自分の対局は残念な結果でしたが、今週は特に熱戦が多く、観戦していて楽しい1週間でした。
中でも大きなところで、王位戦第1局は振り飛車の名局だったと思います。

あまり例のない出だしから長い長い駒組みが続き、基本的には居飛車が(一歩得でもあり)模様の良い将棋だったと思うのですが、駒がぶつかってから、ごちゃごちゃと戦っているうちになんとかしてしまいました。
まさに「ねじり合い」という言葉がふさわしい内容で、もちろん現代将棋のエキスもふんだんに入っている中で、大山先生的というか、昭和の香りのする力強い指し回しでした。
羽生先生を相手に、タイトル戦の初陣でこの戦いぶりは驚嘆の一言です。

順位戦はA級が2局とB2、C2が行われました。
名人戦棋譜速報
佐藤会長は特別としても、他にも力戦、乱戦が多く、これが最近の傾向かなという印象です。

目を引いた手筋をひとつご紹介。
C2の三枚堂四段ー小林九段戦より。

ここで▲9八香があまり見ない一着。
振り飛車の将棋で玉から遠いところではたまに見かけるぐらいの珍しい意味づけで、単に▲6六角だと△同角▲同歩△8八角が両取り、しかし▲9八香△9九角成▲6六角△同馬(△9八馬は▲3四歩)▲同歩なら大丈夫という仕組みと思われます。
いままでにない力戦だからこそ、こうやっていままでにない手筋が発掘されるのかもしれません。
特に桂香の手筋は、まだまだ知られていない(体系化されていない)手がたくさんありそうな気がしています。

こちらの図は、最近放映された将棋で、同じく香の手筋。
(※銀河戦は、テレビ棋戦なので放映で観ていただきたいところですが、放映終了後は囲碁将棋chのサイトでも棋譜が公開されています。)

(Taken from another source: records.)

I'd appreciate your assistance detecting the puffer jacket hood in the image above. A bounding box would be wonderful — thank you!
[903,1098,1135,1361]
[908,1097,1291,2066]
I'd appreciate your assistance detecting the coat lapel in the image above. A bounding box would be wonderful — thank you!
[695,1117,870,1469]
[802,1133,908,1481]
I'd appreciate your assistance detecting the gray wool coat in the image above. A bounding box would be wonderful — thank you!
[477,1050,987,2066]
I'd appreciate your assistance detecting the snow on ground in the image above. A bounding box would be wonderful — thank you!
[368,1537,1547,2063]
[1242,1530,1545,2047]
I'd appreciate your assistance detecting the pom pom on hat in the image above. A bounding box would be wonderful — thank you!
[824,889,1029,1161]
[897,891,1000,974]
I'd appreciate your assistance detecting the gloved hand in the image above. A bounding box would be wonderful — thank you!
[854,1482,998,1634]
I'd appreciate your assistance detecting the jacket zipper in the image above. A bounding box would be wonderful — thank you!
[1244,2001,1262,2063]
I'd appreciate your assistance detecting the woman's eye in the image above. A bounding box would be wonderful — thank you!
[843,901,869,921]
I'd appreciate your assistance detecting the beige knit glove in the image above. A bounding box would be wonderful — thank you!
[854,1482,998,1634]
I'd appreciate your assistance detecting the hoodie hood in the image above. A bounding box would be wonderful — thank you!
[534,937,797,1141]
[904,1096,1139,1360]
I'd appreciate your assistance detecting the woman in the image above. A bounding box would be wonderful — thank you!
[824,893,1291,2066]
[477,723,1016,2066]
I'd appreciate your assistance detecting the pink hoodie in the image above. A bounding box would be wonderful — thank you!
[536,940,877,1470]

この△1七香はよく見かける手筋で、▲同香は△2九金で詰み、▲同玉は△1九竜で寄り。
しかしここで▲1八香!が粘りある一着でした。
1七の逃げ道をふさがず、合駒もせず、1九を受けるにはこの手しかない、ということで論理的な手筋です。
創作次の一手では見たことあったような気がしますが、実際に現れるのは珍しいです。

香は、じゃなかった今日は土曜日ですが竜王戦の決勝トーナメントが指されています。
藤井四段の連勝を止めた佐々木五段がどこまで勝つか、というのが新たな注目ポイントでしょうね。
また藤井四段も連勝は止まったものの先日の順位戦にもたくさんの報道陣が集まっていたようで、引き続き注目は続きそうです。